Namun demikian, pelaksanan tahap dua dengan isyarat menahan tersangka ARB akan tetap dilaksanakan segera. “Makanya sembari menunggu tahap dua, JPU sudah membuat rendak nya. Supaya nanti tidak berlama-lama lagi, bahkan bisa segera bisa dilimpahkan ke pengadilan Tipikor Makassar untuk disidang,” tambah Alham.
Penetapan ARB sebagai tersangka berdasarkan pengembangan kasus Kepala Unit Pasar Pabaeng-baeng Timur, Laesa A Manggung, yang telah dihukum dalam kasus yang sama
ARB ditetapkan sebagai tersangka berdasarkan rekomendasi putusan mejalis hakim yang diketua Muhammad Damis, yang telah menjatuhkan hukuman kepada Laesa selama tiga tahun penjara.
Damis mengatakan peran ARB yakni turut serta melakukan penganjuran terhadap tindak pidana yang dilakukan Laesa dan telah terbukti di pengadilan. Perbuatan Laesa itu diantaranya, memuluskan penjualan lods pasar Pabaeng-baeng dengan cara mengajukan surat penambahan potensi penambahan lods sebanyak 33 lods, dengan ukuran 2 x 2 meter kepada Direktur PD Pasar Makassar Raya, Rahim Bustan. Tarif sewa yang dikenakan yakni Rp2.3 juta permeter atau Rp9.2 setiap lodsnya.

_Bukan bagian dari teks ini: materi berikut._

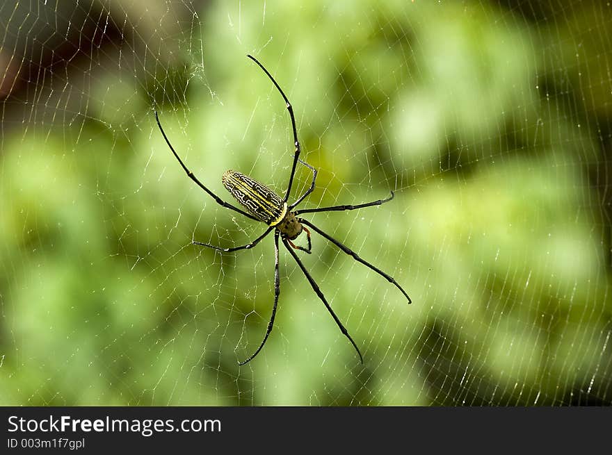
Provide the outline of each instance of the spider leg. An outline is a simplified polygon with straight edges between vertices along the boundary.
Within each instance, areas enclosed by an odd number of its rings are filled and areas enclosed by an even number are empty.
[[[203,243],[202,242],[197,242],[196,240],[192,240],[191,243],[195,245],[200,245],[201,247],[207,247],[209,248],[212,248],[213,249],[216,249],[220,251],[237,251],[239,249],[248,249],[249,248],[252,248],[256,245],[257,245],[259,242],[261,242],[266,235],[270,233],[270,232],[274,228],[271,226],[266,230],[263,234],[259,235],[255,240],[251,242],[249,244],[245,245],[242,245],[241,247],[234,247],[232,248],[223,248],[223,247],[217,247],[216,245],[211,245],[210,243]]]
[[[334,206],[333,207],[319,207],[319,208],[306,208],[304,210],[297,210],[294,212],[296,215],[300,213],[316,213],[317,212],[335,212],[344,210],[355,210],[357,208],[363,208],[364,207],[371,207],[372,206],[380,206],[381,204],[389,202],[394,197],[395,194],[392,191],[391,196],[386,199],[378,199],[373,202],[367,202],[366,204],[360,204],[357,206]],[[293,207],[293,206],[291,206]]]
[[[306,276],[306,279],[308,280],[308,282],[310,283],[310,286],[312,287],[312,290],[316,293],[316,295],[319,296],[319,298],[325,306],[325,308],[328,309],[328,311],[330,312],[330,314],[332,315],[332,317],[334,318],[334,320],[336,322],[336,324],[340,329],[340,331],[344,334],[344,336],[348,338],[348,340],[351,342],[351,344],[353,345],[353,347],[355,348],[355,350],[357,351],[357,354],[359,354],[359,358],[361,361],[362,364],[363,364],[363,356],[361,355],[361,352],[359,350],[359,348],[357,347],[357,345],[355,344],[355,342],[353,340],[353,338],[351,338],[351,336],[348,334],[348,331],[346,330],[346,327],[342,325],[342,323],[340,322],[340,320],[338,319],[338,317],[336,315],[336,313],[334,313],[334,311],[332,309],[332,307],[330,306],[330,304],[328,303],[328,301],[325,300],[325,296],[323,295],[323,292],[321,290],[321,288],[319,287],[319,285],[316,284],[314,279],[312,276],[310,276],[310,274],[308,273],[308,271],[306,270],[306,267],[304,267],[304,264],[300,260],[300,258],[298,257],[298,255],[293,250],[293,249],[289,245],[288,241],[286,239],[283,239],[282,242],[284,244],[285,247],[289,250],[289,253],[292,256],[293,256],[293,259],[296,260],[296,262],[298,263],[298,265],[300,266],[300,268],[302,269],[302,272],[304,273],[304,275]]]
[[[289,183],[287,185],[287,192],[284,194],[284,199],[283,199],[285,202],[287,201],[287,199],[289,198],[289,193],[291,191],[291,185],[293,183],[293,176],[296,174],[296,166],[298,165],[298,159],[300,157],[300,151],[301,150],[301,146],[300,145],[300,141],[298,140],[298,129],[296,126],[296,116],[293,115],[293,108],[291,106],[291,104],[289,103],[289,100],[287,99],[287,95],[284,94],[284,92],[282,91],[282,89],[280,88],[280,85],[278,85],[278,83],[274,80],[274,78],[272,77],[272,74],[271,74],[267,69],[264,67],[263,65],[259,63],[259,61],[253,57],[251,55],[247,55],[247,57],[253,60],[255,63],[259,65],[259,67],[264,70],[264,72],[270,78],[270,80],[272,81],[272,83],[274,84],[274,86],[276,87],[277,90],[280,93],[282,99],[284,100],[285,104],[287,105],[287,110],[289,113],[289,117],[291,118],[291,128],[293,130],[293,142],[296,145],[296,151],[293,154],[293,164],[291,166],[291,174],[289,176]]]
[[[310,193],[312,192],[312,190],[314,190],[314,182],[316,181],[317,170],[316,169],[314,169],[314,167],[313,167],[312,166],[309,165],[307,163],[305,163],[302,160],[298,160],[300,161],[300,163],[301,163],[303,165],[304,165],[307,167],[309,168],[310,170],[312,171],[312,182],[311,182],[310,188],[308,188],[308,190],[307,190],[306,192],[305,192],[303,195],[302,195],[298,199],[297,201],[296,201],[295,202],[293,202],[291,205],[290,205],[289,206],[289,210],[293,209],[293,207],[295,207],[298,204],[300,204],[302,201],[303,201],[305,197],[306,197],[308,195],[309,195]]]
[[[196,177],[195,175],[193,175],[193,172],[192,172],[188,169],[187,169],[187,167],[183,163],[183,160],[180,158],[180,157],[179,156],[178,154],[176,152],[176,151],[175,151],[175,149],[172,146],[172,144],[170,143],[170,140],[168,140],[168,136],[166,135],[166,133],[163,131],[163,129],[161,127],[161,124],[159,122],[159,117],[157,116],[157,111],[156,110],[155,111],[155,119],[157,121],[157,126],[159,126],[159,131],[161,131],[161,134],[163,136],[163,138],[166,140],[166,143],[168,144],[168,147],[169,147],[170,149],[172,150],[172,154],[174,154],[175,157],[177,158],[177,160],[178,160],[179,163],[181,165],[181,167],[182,167],[183,170],[185,171],[186,174],[187,174],[187,176],[188,176],[191,180],[193,180],[194,182],[195,182],[195,183],[198,185],[198,186],[199,186],[200,188],[202,188],[206,192],[207,192],[209,195],[210,195],[211,197],[215,201],[216,201],[217,204],[218,204],[219,205],[220,205],[223,207],[225,207],[226,208],[231,208],[232,210],[233,210],[236,212],[238,212],[239,213],[241,213],[241,214],[243,215],[244,216],[245,216],[248,218],[250,218],[251,220],[255,220],[255,221],[259,221],[259,220],[255,218],[255,217],[254,217],[253,215],[249,215],[246,212],[243,212],[241,210],[240,210],[237,207],[234,207],[231,204],[227,204],[223,199],[222,199],[220,197],[219,197],[218,196],[215,195],[212,191],[211,191],[207,188],[206,188],[204,185],[204,184],[198,179],[198,177]]]
[[[271,229],[272,228],[270,228]],[[269,230],[268,230],[269,231]],[[270,332],[272,331],[272,327],[274,326],[274,318],[276,316],[276,308],[278,306],[278,296],[280,295],[280,275],[278,273],[278,231],[274,233],[274,305],[272,307],[272,316],[270,317],[270,322],[268,323],[268,329],[266,330],[266,335],[264,337],[259,347],[255,351],[250,357],[243,362],[239,362],[238,365],[243,365],[250,362],[255,356],[259,354],[259,351],[264,347],[264,345],[268,340]]]
[[[303,224],[306,224],[306,226],[309,226],[311,228],[312,228],[312,229],[315,232],[317,232],[319,234],[321,234],[321,235],[323,235],[323,237],[325,237],[330,242],[331,242],[335,245],[336,245],[338,248],[339,248],[343,251],[346,253],[346,254],[348,254],[349,256],[353,256],[353,259],[355,259],[357,262],[360,262],[362,264],[363,264],[366,267],[369,267],[370,269],[371,269],[372,270],[376,272],[377,274],[378,274],[381,276],[383,276],[384,278],[385,278],[387,281],[393,283],[396,288],[397,288],[398,289],[399,289],[401,291],[402,294],[403,294],[404,296],[406,297],[406,299],[408,299],[408,304],[412,303],[412,301],[410,299],[410,297],[409,297],[408,295],[406,294],[406,291],[405,291],[403,290],[403,288],[401,286],[399,286],[399,284],[398,284],[397,281],[395,281],[395,279],[393,278],[393,276],[391,276],[390,275],[388,275],[387,274],[385,273],[384,272],[382,272],[382,270],[381,270],[380,269],[379,269],[377,267],[372,265],[370,263],[367,262],[367,260],[364,260],[363,259],[362,259],[359,256],[359,255],[357,255],[357,253],[355,253],[352,249],[347,247],[346,246],[345,246],[344,245],[343,245],[342,243],[341,243],[340,242],[339,242],[336,239],[333,238],[331,235],[329,235],[328,234],[326,234],[325,233],[324,233],[323,231],[321,231],[318,227],[314,226],[312,223],[306,221],[305,220],[303,220],[302,218],[298,218],[298,221]]]
[[[312,243],[310,241],[310,231],[309,231],[303,226],[302,226],[302,229],[306,231],[306,238],[308,240],[308,248],[304,248],[303,247],[300,247],[298,245],[294,245],[293,242],[291,242],[289,239],[287,239],[287,241],[289,242],[289,244],[296,249],[299,249],[301,251],[305,251],[306,253],[308,253],[308,254],[310,254],[312,252],[311,251],[312,249]]]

Tarif sewa itu kemudian membengkak dua hingga tiga kali lipat yang kemudian disewakan kepada tujuh orang penyewa, yaitu disewakan kepada Saha sebesar Rp25 juta, kepada Ratnawati Rp40 juta (dua lods), kepada Diana sebesar Rp45 juta (dua lods), kepada Iqbal sebesar Rp25 juta, kepada Budi sebesar Rp35 juta (dua lods), kepada Asriani ssbesar Rp5 juta dan Musrifin sebesar Rp10 juta.
Rangkaian perbuatan ARB yang dianggap menganjurkan menurut jaksa telah melanggar tiga pasal yakni Pasal 12 huruf a UU Nomor 31 tahun 1999 tentang pemberantasan tindak pidana korupsi sebagaimana telah diubah dan ditambah dengan Undang-undang No.20 tahun 2001 tentang perubahan atas undang-undang No.31 tahun 1999 tentang pemberantasan tindak pidana korupsi.